There’s a lot of negativity around HS2, and I sniff a Brexit connection. You might think Leave campaigners whose aim is to boost British self-belief would promote the idea that we have a talent for grands projets such as the Olympic Park and Crossrail, rather than a propensity to deliver half what’s promised at double the cost. But there’s also an overlap between Tory MPs opposed to the northbound high-speed rail link, usually because it bisects their constituencies, and Tory MPs opposed to the government on the EU referendum. So I suspect that’s where the trouble lies.

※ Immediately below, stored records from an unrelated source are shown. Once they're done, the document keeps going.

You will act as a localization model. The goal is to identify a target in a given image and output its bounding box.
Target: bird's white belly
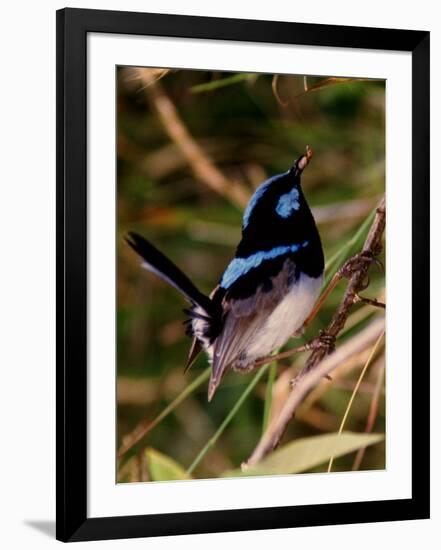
[247,273,323,361]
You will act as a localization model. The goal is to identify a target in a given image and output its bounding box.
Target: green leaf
[190,73,259,94]
[145,447,191,481]
[223,432,384,477]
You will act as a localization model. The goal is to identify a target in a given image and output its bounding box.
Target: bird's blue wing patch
[220,241,308,289]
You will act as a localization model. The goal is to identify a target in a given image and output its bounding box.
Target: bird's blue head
[242,146,312,230]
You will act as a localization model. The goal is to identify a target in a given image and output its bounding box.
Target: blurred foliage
[117,67,385,481]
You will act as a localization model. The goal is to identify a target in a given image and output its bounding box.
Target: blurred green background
[117,67,385,481]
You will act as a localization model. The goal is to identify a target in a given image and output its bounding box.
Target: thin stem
[328,330,384,473]
[262,362,277,434]
[352,361,384,471]
[187,366,268,474]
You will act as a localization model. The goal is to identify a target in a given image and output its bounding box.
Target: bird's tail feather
[125,232,215,317]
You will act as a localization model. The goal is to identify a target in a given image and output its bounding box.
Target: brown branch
[136,69,249,208]
[242,317,385,469]
[246,198,386,466]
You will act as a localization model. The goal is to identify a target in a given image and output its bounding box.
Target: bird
[126,146,324,401]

The spin is that cabinet secretary Sir Jeremy Heywood is reviewing the project ‘as fears grow’ that it will bust its already inflated £55 billion budget. Among cost-paring measures, the line may not reach Manchester — or if it does, won’t stop at Manchester Airport. A station at Sheffield’s Meadowhall shopping centre may also be erased; and sections of expensive tunnel are for the axe.

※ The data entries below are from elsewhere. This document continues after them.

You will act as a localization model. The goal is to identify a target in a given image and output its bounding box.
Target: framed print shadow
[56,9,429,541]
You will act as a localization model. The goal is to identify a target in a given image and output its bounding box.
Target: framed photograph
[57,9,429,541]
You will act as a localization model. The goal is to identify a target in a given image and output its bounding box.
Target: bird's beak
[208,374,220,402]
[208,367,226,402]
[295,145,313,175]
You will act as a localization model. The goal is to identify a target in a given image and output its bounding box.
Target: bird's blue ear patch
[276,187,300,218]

But my intern mole who fetches coffees for HS2’s bosses in Canary Wharf says most of that is nonsense. Tunnelling can actually be cheaper than ploughing across premium surface property. Manchester Airport’s station is more certain to be built than most, because the airport itself will bear a chunk of the cost. Meadowhall, beside the M1, would not be a mere shopping stop but a major interchange for South Yorkshire’s conurbations. What’s more, initial contracts worth almost £12 billion are now in prospect: love it or hate it, the high-speed loco is leaving the drawing board.
The super-hub
That being so, my advice to sceptics is to train your binoculars on Old Oak Common. This urban wilderness where HS2, Crossrail (now the Elizabeth Line), Underground and Overground meet is the west London ‘super-hub’ that could also become a satellite city, with thousands of new homes, a cultural quarter and a new QPR stadium.